Matthew (including Fasting) - Part 91

Preacher

Paul Levy

Date
April 18, 2021

Transcription

Disclaimer: this is an automatically generated machine transcription - there may be small errors or mistranscriptions. Please refer to the original audio if you are in any doubt.

[0:00] And turn with me to Matthew chapter 5. And we began a series last week on the Beatitudes.! I thought it would complement Romans and be different to Romans.

[0:11] ! And then I find I'm preaching pretty much exactly the same sermon this morning, this evening as I was this morning. So the Lord must be trying to tell you something. Let's pray.

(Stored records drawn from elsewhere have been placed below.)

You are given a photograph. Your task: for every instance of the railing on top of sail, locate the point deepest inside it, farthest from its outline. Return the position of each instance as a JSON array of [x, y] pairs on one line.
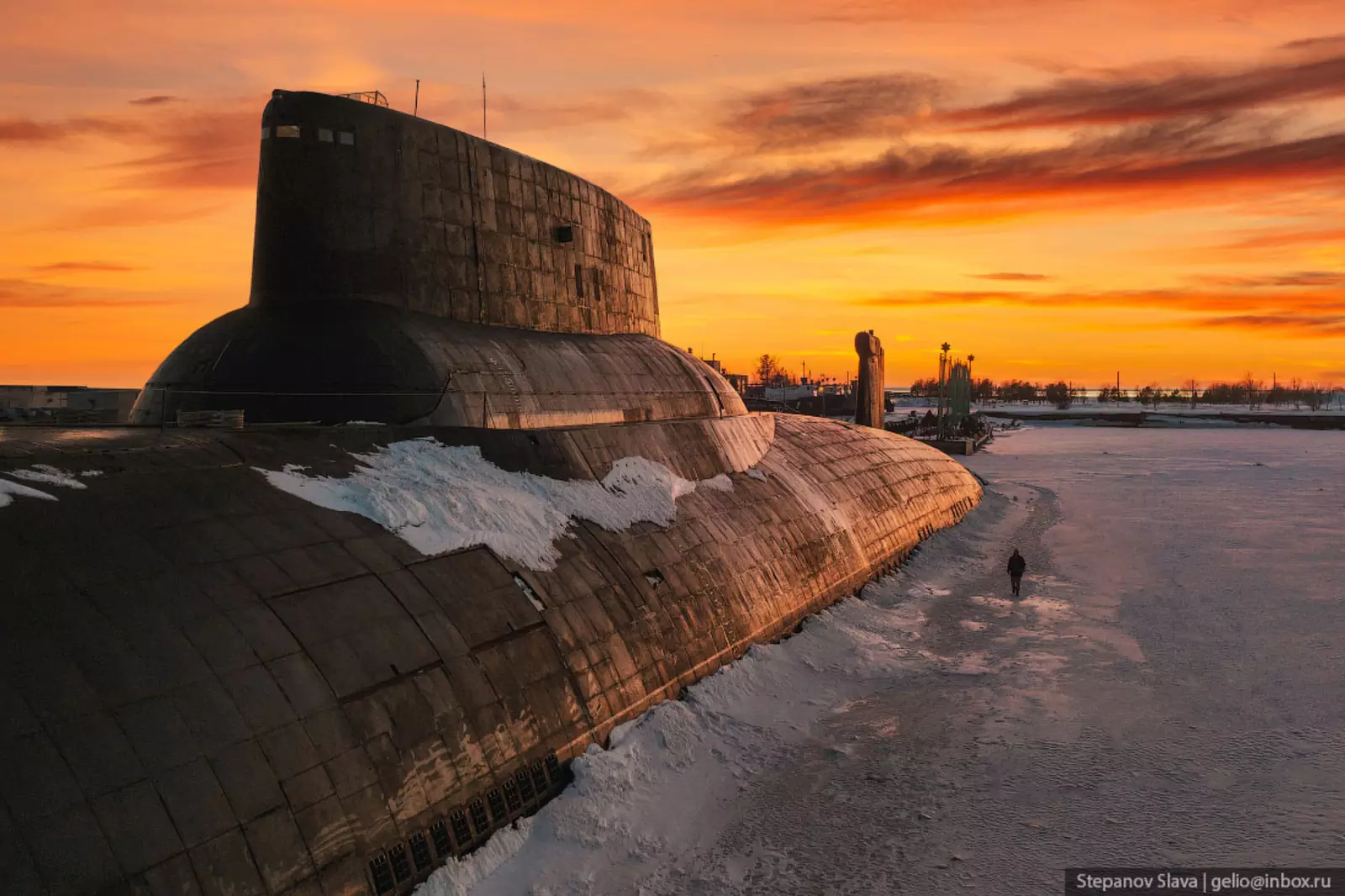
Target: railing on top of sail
[[374, 98]]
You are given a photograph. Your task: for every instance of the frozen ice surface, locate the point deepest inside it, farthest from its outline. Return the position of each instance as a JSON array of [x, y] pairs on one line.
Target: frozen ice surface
[[1168, 693], [44, 474], [441, 498], [49, 475], [8, 488]]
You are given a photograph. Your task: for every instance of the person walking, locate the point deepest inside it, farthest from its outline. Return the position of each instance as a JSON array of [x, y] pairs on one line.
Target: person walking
[[1017, 566]]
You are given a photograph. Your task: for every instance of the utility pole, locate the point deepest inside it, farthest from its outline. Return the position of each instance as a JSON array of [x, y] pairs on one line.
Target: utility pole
[[943, 360]]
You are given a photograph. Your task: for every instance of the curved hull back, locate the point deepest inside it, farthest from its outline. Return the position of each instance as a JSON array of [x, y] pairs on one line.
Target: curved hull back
[[212, 685]]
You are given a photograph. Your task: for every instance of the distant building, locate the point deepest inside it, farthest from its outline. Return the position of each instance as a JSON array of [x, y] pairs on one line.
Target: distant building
[[65, 403]]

Guide us, O Lord, by your word and by your Holy Spirit, that in your light we may see light, that in your truth we might find freedom, and in your will that we might discover peace through Jesus Christ our Lord.

[0:37] Amen. And so I want us to look tonight at really what does it mean to come to the Lord Jesus Christ. And we're looking at that in Jesus' own words.

[0:49] Matthew 5 verse 3. Blessed are the poor in spirit, for theirs is the kingdom of heaven. Blessed are the poor in spirit, for theirs is the kingdom of heaven.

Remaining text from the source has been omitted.